Mashed Potato Casserole Chicken (Print Version)

# Ingredients:

→ Casserole Base

01 - 5–6 cups mashed potatoes, prepared in advance

→ Toppings

02 - 1 cup sweetcorn kernels
03 - 1 cup cheddar cheese, freshly grated
04 - 8 chicken tenders, cooked (homemade or frozen)
05 - Brown gravy, prepared as per package or from scratch

# Instructions:

01 - Preheat oven to 200°C (400°F).
02 - If using frozen chicken tenders, allow them to thaw at room temperature for 5 minutes to facilitate slicing into desired sizes.
03 - Spread mashed potatoes evenly along the base of a 23 x 33 cm casserole dish.
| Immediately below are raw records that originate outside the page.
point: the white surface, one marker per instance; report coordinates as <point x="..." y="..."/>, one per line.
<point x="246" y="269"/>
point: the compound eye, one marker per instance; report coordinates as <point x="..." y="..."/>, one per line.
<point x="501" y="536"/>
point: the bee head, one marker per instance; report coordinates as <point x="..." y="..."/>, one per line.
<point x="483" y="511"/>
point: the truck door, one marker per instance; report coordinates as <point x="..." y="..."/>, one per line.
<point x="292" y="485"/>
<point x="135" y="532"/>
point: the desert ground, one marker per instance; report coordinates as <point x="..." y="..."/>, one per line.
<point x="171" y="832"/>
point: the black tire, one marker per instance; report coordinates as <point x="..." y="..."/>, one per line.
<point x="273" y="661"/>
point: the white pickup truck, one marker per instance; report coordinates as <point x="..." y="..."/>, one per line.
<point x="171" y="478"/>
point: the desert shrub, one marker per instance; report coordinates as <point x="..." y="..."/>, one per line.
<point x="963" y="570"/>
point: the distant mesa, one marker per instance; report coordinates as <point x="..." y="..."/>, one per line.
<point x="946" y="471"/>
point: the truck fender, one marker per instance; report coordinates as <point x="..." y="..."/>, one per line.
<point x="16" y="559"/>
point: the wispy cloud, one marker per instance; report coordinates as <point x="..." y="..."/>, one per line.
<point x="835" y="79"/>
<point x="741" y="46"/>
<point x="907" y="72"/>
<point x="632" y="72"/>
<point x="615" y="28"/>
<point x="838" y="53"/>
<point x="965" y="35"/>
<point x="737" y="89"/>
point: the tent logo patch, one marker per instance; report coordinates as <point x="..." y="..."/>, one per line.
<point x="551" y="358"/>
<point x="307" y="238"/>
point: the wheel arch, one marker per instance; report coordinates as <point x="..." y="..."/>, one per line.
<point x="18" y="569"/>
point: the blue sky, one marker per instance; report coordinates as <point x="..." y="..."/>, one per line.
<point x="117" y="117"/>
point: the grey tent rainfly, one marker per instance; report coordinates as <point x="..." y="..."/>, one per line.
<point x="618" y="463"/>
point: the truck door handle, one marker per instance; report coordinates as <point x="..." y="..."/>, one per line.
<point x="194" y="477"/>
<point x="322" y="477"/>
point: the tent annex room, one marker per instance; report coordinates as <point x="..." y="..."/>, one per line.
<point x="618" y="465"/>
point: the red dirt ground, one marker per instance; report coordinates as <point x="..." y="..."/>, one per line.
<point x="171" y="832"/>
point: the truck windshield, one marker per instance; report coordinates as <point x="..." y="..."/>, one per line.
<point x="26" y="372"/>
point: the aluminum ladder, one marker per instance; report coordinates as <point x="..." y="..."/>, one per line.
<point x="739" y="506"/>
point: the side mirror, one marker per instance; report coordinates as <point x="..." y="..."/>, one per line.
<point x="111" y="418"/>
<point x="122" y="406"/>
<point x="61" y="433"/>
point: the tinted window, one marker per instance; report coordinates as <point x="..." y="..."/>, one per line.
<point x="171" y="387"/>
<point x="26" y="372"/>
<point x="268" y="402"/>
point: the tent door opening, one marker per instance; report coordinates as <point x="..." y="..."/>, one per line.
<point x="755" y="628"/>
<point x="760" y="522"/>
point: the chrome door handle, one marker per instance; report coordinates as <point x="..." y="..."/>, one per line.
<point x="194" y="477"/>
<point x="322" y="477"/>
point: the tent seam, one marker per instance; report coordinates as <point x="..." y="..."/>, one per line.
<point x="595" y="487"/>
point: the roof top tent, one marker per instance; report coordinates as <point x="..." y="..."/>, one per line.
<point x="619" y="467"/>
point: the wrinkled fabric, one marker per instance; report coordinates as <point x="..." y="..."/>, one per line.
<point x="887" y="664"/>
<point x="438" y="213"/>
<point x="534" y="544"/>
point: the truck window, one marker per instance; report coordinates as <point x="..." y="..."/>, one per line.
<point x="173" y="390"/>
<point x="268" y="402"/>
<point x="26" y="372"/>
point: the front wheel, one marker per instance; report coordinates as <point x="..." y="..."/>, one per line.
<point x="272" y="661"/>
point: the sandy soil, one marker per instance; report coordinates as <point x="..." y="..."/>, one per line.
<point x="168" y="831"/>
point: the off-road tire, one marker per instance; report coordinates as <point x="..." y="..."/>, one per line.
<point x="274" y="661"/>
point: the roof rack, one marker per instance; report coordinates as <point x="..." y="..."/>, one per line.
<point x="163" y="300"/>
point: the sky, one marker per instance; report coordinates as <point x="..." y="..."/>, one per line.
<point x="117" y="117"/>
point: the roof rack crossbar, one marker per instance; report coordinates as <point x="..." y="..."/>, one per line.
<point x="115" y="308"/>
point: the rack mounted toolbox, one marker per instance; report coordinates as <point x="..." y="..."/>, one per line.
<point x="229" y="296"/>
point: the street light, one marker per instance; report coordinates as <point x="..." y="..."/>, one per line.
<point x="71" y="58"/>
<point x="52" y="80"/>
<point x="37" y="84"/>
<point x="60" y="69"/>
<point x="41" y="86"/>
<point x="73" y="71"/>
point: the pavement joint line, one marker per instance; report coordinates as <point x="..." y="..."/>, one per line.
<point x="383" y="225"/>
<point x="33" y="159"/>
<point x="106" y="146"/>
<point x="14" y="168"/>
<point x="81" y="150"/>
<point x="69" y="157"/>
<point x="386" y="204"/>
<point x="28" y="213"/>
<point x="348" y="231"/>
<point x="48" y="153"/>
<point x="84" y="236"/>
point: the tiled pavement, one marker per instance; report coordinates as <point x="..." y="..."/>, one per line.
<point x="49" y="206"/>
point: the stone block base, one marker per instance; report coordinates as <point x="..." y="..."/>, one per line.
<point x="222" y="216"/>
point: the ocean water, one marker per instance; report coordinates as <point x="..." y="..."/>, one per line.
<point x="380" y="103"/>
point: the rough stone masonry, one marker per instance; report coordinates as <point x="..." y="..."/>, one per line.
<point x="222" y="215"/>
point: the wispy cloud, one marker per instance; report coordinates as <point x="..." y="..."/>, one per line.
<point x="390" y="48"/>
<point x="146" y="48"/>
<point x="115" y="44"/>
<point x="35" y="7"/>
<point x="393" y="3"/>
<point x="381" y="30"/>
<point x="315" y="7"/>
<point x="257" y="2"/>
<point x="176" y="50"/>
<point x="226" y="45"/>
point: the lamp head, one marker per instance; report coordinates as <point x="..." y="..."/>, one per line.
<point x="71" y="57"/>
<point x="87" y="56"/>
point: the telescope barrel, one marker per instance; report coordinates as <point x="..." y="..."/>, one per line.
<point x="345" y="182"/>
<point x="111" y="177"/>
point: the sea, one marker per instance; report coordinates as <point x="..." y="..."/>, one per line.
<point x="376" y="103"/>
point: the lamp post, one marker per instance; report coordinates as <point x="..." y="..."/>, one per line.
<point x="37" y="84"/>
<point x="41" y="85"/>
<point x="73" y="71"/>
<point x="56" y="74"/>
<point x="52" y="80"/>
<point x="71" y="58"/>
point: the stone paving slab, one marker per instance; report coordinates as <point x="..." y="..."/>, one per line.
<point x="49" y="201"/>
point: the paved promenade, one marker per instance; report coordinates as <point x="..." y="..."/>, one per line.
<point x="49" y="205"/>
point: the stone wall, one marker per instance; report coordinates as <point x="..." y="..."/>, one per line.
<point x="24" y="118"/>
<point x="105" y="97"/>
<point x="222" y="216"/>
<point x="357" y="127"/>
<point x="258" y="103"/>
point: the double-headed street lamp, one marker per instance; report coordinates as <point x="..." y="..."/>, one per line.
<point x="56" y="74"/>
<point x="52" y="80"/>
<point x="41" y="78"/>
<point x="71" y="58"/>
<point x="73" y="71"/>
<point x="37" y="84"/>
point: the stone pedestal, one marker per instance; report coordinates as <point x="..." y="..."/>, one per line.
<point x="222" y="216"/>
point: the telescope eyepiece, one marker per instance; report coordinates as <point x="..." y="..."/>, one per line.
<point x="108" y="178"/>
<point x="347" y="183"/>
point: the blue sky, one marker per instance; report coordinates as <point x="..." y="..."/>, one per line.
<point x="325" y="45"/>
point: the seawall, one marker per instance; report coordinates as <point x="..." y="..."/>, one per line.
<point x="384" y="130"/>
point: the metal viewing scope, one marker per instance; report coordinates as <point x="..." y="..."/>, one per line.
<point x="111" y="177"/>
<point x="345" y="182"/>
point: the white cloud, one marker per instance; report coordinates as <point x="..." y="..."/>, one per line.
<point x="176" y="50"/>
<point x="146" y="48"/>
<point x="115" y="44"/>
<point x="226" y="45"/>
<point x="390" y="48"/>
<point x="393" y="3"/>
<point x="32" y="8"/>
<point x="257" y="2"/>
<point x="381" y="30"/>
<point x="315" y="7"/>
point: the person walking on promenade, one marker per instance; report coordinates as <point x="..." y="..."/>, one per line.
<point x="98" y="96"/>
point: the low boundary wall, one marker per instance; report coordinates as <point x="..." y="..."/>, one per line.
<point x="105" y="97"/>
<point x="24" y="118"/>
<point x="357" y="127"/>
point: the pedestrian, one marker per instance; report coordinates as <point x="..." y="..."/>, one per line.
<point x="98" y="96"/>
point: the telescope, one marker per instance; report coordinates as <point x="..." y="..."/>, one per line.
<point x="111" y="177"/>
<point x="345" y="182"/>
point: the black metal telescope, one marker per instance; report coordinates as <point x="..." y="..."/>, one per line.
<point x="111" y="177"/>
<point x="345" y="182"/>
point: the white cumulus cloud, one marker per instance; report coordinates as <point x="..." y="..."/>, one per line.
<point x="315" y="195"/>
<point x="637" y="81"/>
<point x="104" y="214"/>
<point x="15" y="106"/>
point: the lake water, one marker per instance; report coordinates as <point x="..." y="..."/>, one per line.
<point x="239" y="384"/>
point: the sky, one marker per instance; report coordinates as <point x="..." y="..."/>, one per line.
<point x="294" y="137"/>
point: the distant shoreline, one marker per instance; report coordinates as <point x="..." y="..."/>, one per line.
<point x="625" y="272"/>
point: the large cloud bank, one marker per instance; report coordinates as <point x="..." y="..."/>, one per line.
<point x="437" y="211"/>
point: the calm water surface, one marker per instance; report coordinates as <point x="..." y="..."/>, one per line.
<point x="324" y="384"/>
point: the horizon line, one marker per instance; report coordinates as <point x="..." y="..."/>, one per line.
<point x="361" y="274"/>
If potatoes are cold, warm them briefly before layering.
04 - Distribute sweetcorn kernels and grated cheddar cheese evenly atop the potatoes.
05 - Arrange sliced chicken tenders evenly over the casserole.
06 - Place casserole dish uncovered in the oven. Bake for 20 minutes if using frozen chicken tenders or 15 minutes with homemade/cooked chicken.
07 - While casserole bakes, heat brown gravy on the stovetop as instructed on the packet or per homemade preparation.
08 - Drizzle hot brown gravy generously over the baked casserole before serving.

# Notes:

01 - Homemade popcorn chicken may be substituted for chicken tenders for added texture.
02 - Casserole can be assembled ahead and refrigerated until ready to bake.